Rehabeam voelt er niets voor zich naar de raad van de oudsten te voegen en zich als dienaar op te stellen. Hij verwerpt hun raad. In plaats van bij de HEERE te rade te gaan wendt hij zich tot zijn leeftijdgenoten en pleegt overleg met hen. Deze jonge mannen staan in zijn dienst. Evenmin als hij zoeken zij het welzijn van het volk. Ze denken alleen aan hun eigen positie, terwijl ze beseffen dat ook Rehabeam alleen daarop uit is. De jonge mannen geven hem de raad zich hard op te stellen. Hij moet zijn macht goed laten voelen, zodat iedereen weet wie de baas is.
Ze adviseren hem nog een schepje op het juk te doen dat Salomo het volk heeft opgelegd en waarover ze zich beklagen. Met het gezegde “mijn pink is dikker dan het middel van mijn vader”, bedoelen de jonge mannen dat Rehabeam het volk moet vertellen dat zijn macht veel groter is dan die van zijn vader.
Hun advies is typisch dat van de jeugd. Ze geven hem de raad nog harder dan Salomo op te treden. Dat hoort bij de jeugd. Die wil zichzelf bewijzen. Het hoort niet bij de christen; die moet leren zichzelf te verliezen en wordt opgeroepen om de begeerten van de jeugd te ontvluchten (2Tm 2:22).
12 - 14 Het harde antwoord
12 Toen kwam Jerobeam met heel het volk bij Rehabeam, op de derde dag, zoals de koning had gesproken: Kom op de derde dag bij mij terug. 13 En de koning gaf het volk een hard antwoord, want hij verwierp de raad van de oudsten die hem raad gegeven hadden. 14 Hij sprak tot hen overeenkomstig de raad van de jonge mannen: Mijn vader heeft uw juk zwaar gemaakt, maar ík zal aan uw juk [nog meer] toevoegen. Mijn vader heeft u met gesels gehoorzaamheid bijgebracht, maar ík zal u met schorpioenen gehoorzaamheid bijbrengen.
Rehabeam luistert naar de raad van de jongemannen en deelt die aan het volk mee. Hij geeft het volk gelijk in hun onterechte bewering dat zijn vader hun een zwaar juk had opgelegd. Hij eert daarmee zijn vader niet.
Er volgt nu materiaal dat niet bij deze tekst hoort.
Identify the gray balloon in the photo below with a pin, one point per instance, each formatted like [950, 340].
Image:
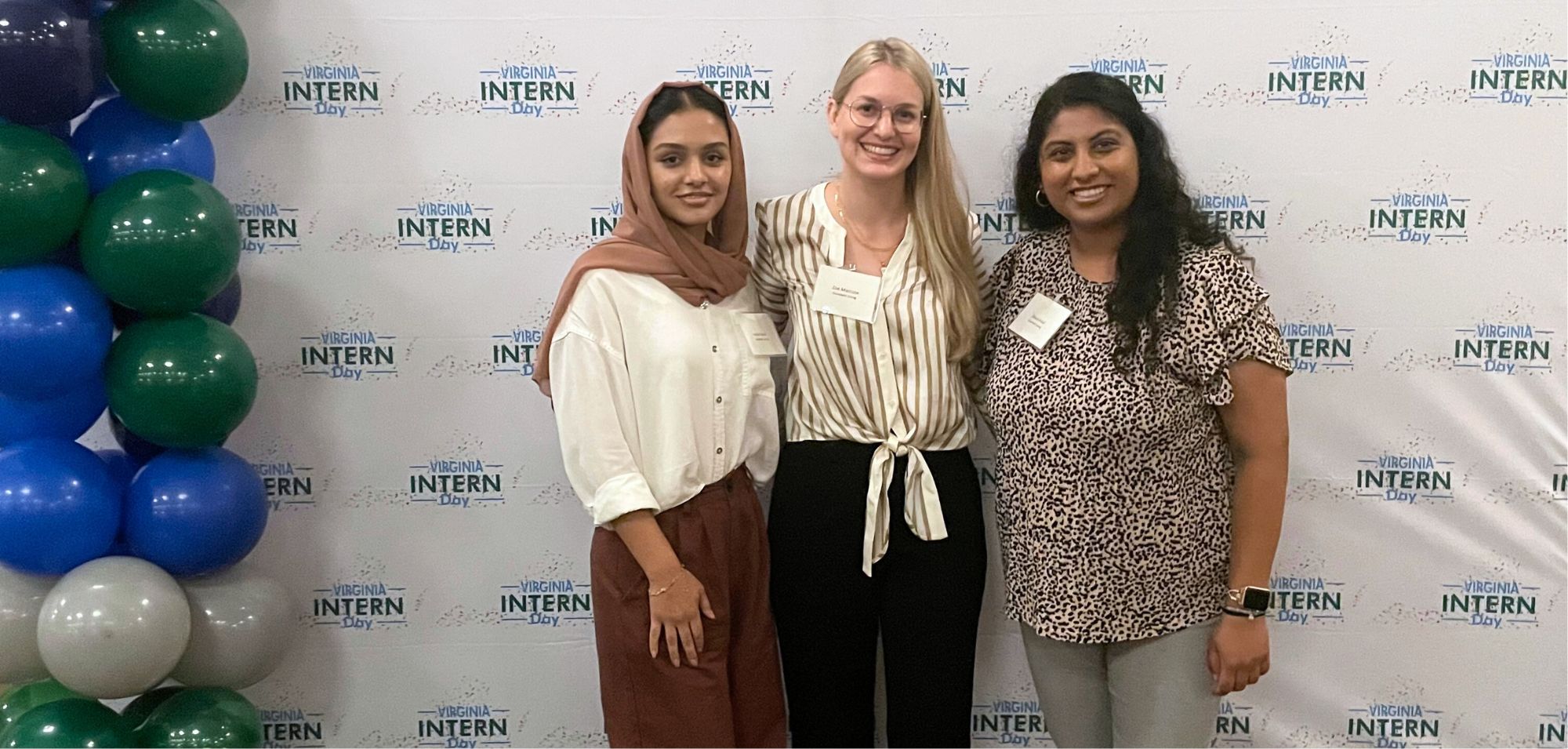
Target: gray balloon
[114, 627]
[21, 599]
[241, 629]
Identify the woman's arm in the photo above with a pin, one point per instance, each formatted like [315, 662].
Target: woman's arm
[595, 419]
[1260, 439]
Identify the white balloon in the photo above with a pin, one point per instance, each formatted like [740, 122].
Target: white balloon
[21, 599]
[114, 627]
[241, 629]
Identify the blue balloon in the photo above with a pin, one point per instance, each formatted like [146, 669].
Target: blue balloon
[54, 331]
[65, 416]
[49, 60]
[195, 511]
[59, 507]
[122, 466]
[117, 138]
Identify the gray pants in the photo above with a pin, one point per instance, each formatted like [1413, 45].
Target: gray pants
[1153, 692]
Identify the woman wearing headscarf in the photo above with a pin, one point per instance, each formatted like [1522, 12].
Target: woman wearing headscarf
[658, 365]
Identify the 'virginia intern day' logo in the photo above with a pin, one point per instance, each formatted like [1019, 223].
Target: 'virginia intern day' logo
[1503, 348]
[747, 88]
[1319, 347]
[1302, 598]
[1145, 77]
[514, 351]
[548, 602]
[529, 89]
[1388, 725]
[1406, 478]
[288, 485]
[1233, 726]
[460, 483]
[349, 355]
[1009, 723]
[445, 226]
[1519, 78]
[1418, 216]
[1316, 80]
[465, 726]
[1241, 215]
[1489, 604]
[1000, 220]
[267, 226]
[291, 728]
[332, 89]
[358, 605]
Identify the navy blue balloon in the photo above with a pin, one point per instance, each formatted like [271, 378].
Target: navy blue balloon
[136, 445]
[59, 507]
[223, 307]
[195, 511]
[54, 331]
[117, 138]
[122, 466]
[67, 416]
[49, 60]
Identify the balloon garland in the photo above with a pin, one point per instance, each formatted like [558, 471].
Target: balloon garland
[120, 569]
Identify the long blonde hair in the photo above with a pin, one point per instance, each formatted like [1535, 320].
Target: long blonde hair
[942, 223]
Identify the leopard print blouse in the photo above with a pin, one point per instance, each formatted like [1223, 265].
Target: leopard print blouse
[1114, 493]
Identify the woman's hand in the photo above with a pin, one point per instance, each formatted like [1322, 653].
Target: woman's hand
[1238, 653]
[673, 616]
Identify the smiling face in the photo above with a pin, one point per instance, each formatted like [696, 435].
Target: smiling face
[689, 168]
[879, 151]
[1089, 168]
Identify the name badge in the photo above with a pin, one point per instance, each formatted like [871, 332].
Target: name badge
[1040, 320]
[761, 334]
[846, 293]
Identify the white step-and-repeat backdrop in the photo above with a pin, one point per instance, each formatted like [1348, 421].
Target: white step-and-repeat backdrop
[415, 177]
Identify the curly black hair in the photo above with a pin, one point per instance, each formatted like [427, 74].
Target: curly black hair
[1161, 220]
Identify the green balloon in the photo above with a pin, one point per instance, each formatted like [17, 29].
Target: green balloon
[161, 242]
[70, 725]
[175, 58]
[23, 698]
[184, 381]
[43, 195]
[205, 718]
[139, 709]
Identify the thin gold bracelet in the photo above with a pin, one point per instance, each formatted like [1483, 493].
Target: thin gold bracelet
[669, 587]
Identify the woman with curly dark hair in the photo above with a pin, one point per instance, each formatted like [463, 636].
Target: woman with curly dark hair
[1136, 381]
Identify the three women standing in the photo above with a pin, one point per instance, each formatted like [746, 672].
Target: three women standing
[1136, 378]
Ook heeft hij geen boodschap aan wat zijn vader in zijn wijsheid heeft gezegd en gedraagt zich als een dwaas (Sp 15:1; 16:18). Salomo heeft erover gesproken dat het mogelijk is dat hij de resultaten van al zijn gezwoeg zou moeten overlaten aan een dwaze zoon (Pr 2:18-19). Dat is wat hier gebeurt.
Rehabeam toont geen enkel respect voor zijn vader. Wat zijn vader heeft gedaan, schildert hij af als onbeduidend. Daartegenover stelt hij zijn eigen grootheid. Uit zijn hele houding blijkt tevens hoezeer hij het volk minacht.
15 De ommekeer is van de HEERE
15 Dus luisterde de koning niet naar het volk. Deze ommekeer kwam namelijk van de HEERE, opdat Hij Zijn woord gestand zou doen dat de HEERE door de dienst van Ahia uit Silo tot Jerobeam, de zoon van Nebat, had gesproken.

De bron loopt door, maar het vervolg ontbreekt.